Der Sprecher der CDU/CSU-Fraktion wies darauf hin, dass mit dem Gesetz ein Rahmen für die Darlehensvergabe durch die AIF (offene Immobilienfonds, Hedgefonds und Private-Equity-Fonds) geschaffen werde. Dadurch könne diese nicht bankengestützte Finanzierungsform einen Beitrag für die Finanzierung der Realwirtschaft leisten. Außerdem hob die CDU/CSU-Fraktion hervor, dass Genossenschaften aus dem Kapitalanlagegesetz herausgenommen würden.
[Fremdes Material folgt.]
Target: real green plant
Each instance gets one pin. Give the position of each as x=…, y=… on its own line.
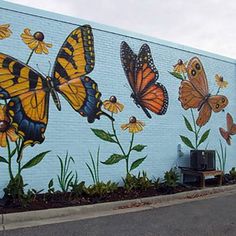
x=171, y=178
x=101, y=188
x=156, y=182
x=66, y=176
x=51, y=188
x=94, y=167
x=139, y=182
x=78, y=189
x=15, y=188
x=222, y=157
x=232, y=172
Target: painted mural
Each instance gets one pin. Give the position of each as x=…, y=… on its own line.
x=130, y=137
x=29, y=90
x=142, y=76
x=134, y=126
x=194, y=95
x=5, y=31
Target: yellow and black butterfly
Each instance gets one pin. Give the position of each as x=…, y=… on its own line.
x=29, y=91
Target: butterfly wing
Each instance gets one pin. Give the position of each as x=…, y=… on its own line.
x=28, y=107
x=189, y=96
x=204, y=114
x=149, y=94
x=225, y=134
x=75, y=59
x=128, y=61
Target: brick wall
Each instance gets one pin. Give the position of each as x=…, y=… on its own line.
x=68, y=131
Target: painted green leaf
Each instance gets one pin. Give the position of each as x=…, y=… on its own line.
x=35, y=160
x=136, y=163
x=186, y=141
x=188, y=125
x=114, y=158
x=103, y=135
x=50, y=184
x=139, y=147
x=13, y=152
x=204, y=136
x=2, y=159
x=177, y=75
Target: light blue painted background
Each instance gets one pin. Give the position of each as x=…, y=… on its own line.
x=67, y=130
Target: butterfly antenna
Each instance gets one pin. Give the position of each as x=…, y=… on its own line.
x=107, y=115
x=37, y=65
x=20, y=153
x=126, y=86
x=50, y=67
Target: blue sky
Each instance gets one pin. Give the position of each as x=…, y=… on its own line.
x=208, y=25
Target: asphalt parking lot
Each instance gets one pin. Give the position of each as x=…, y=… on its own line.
x=214, y=216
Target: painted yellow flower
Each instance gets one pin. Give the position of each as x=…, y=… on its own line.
x=5, y=32
x=180, y=67
x=35, y=41
x=220, y=81
x=134, y=125
x=6, y=129
x=113, y=105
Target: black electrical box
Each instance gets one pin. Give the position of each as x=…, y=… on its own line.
x=203, y=159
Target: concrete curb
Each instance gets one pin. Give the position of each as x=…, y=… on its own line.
x=49, y=216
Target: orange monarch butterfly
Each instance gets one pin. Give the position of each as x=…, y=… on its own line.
x=142, y=76
x=231, y=129
x=194, y=93
x=29, y=91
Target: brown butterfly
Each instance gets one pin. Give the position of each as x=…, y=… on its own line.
x=231, y=129
x=194, y=93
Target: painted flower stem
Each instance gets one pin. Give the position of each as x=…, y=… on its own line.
x=218, y=91
x=9, y=159
x=31, y=54
x=115, y=135
x=196, y=132
x=127, y=156
x=18, y=144
x=120, y=146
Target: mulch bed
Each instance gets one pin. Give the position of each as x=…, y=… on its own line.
x=59, y=199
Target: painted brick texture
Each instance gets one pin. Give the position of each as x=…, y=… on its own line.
x=68, y=131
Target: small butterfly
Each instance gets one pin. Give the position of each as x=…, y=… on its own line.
x=142, y=76
x=194, y=93
x=29, y=91
x=231, y=129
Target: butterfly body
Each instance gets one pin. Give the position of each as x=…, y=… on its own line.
x=142, y=76
x=53, y=92
x=194, y=93
x=231, y=129
x=29, y=91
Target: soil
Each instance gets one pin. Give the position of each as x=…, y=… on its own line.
x=59, y=199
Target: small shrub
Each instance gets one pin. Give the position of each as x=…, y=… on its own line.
x=171, y=178
x=100, y=189
x=15, y=189
x=78, y=188
x=233, y=172
x=51, y=188
x=66, y=176
x=157, y=182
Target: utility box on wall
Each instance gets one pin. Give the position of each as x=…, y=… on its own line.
x=125, y=93
x=202, y=160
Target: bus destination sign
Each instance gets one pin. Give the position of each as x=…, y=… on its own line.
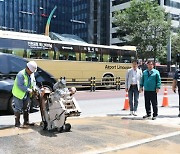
x=114, y=67
x=39, y=45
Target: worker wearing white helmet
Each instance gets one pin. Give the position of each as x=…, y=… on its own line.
x=22, y=90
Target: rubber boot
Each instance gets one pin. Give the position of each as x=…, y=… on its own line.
x=17, y=119
x=26, y=119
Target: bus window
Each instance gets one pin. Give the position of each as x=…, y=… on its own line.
x=40, y=54
x=92, y=56
x=17, y=52
x=126, y=59
x=113, y=58
x=72, y=56
x=83, y=56
x=67, y=55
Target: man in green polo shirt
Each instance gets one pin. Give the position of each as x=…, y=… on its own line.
x=151, y=81
x=22, y=90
Genossenschaften seien kein Investmentvermögen. Die SPD-Fraktion hob die verschärften Sanktionsmöglichkeiten hervor.

 

Die Linksfraktion kritisierte die mögliche Ausweitung der Kreditvergabe durch die Fonds. Es würden Zweifel bestehen, ob AIF angesichts der ausgeweiteten Kreditvergabemöglichkeiten für Privatanleger geeignet seien. Auch von der Fraktion Bündnis 90/Die Grünen kam Kritik an der Ausweitung der Kreditvergabe. Die Regelungen 'überzeugen uns nicht', sagte ein Sprecher der Fraktion. Es sei außerdem 'völlig unverständlich', dass Zertifikate nicht reguliert würden. Es gehe um ein Volumen von 70 Milliarden Euro. Forderungen nach einer Zertifikate-Regulierung hatte die Koalition zurückgewiesen. Die Frage stelle sich im Moment nicht, hieß es von der SPD-Fraktion. Die CDU/CSU-Fraktion ergänzte, Zertifikate seien keine OGAW, sondern Schuldverschreibungen. Dieses Gesetz sei der falsche Ort für Veränderungen im Zertifikate-Bereich.“

 

 

 

Westdeutsche Zeitung (27. Januar): „Landtag beschließt speziellen Pensionsfonds für Beamte.“

 

Abseits der Mandate, die vielen LbAV-Lesern dort winken könnten: Man wird sehen, wie das rot-grüne NRW mit diesem Fonds umgeht. Es gibt Länder in Deutschland, die hier echt funden (zum Beispiel Sachsen-Anhalt) und welche, die hier übelste Finanzalchemie japanischer Art betreiben, indem sie die von ihnen ohnehin zu tragenden Beamtenpensionen (also ihre Schulden) einfach mit eigenen Landesanleihen (also Schulden) unterlegen (zum Beispiel Rheinland Pfalz und Thüringen – in Erfurt ist man übrigens auch unter CDU-Regierung schon so vorgegangen).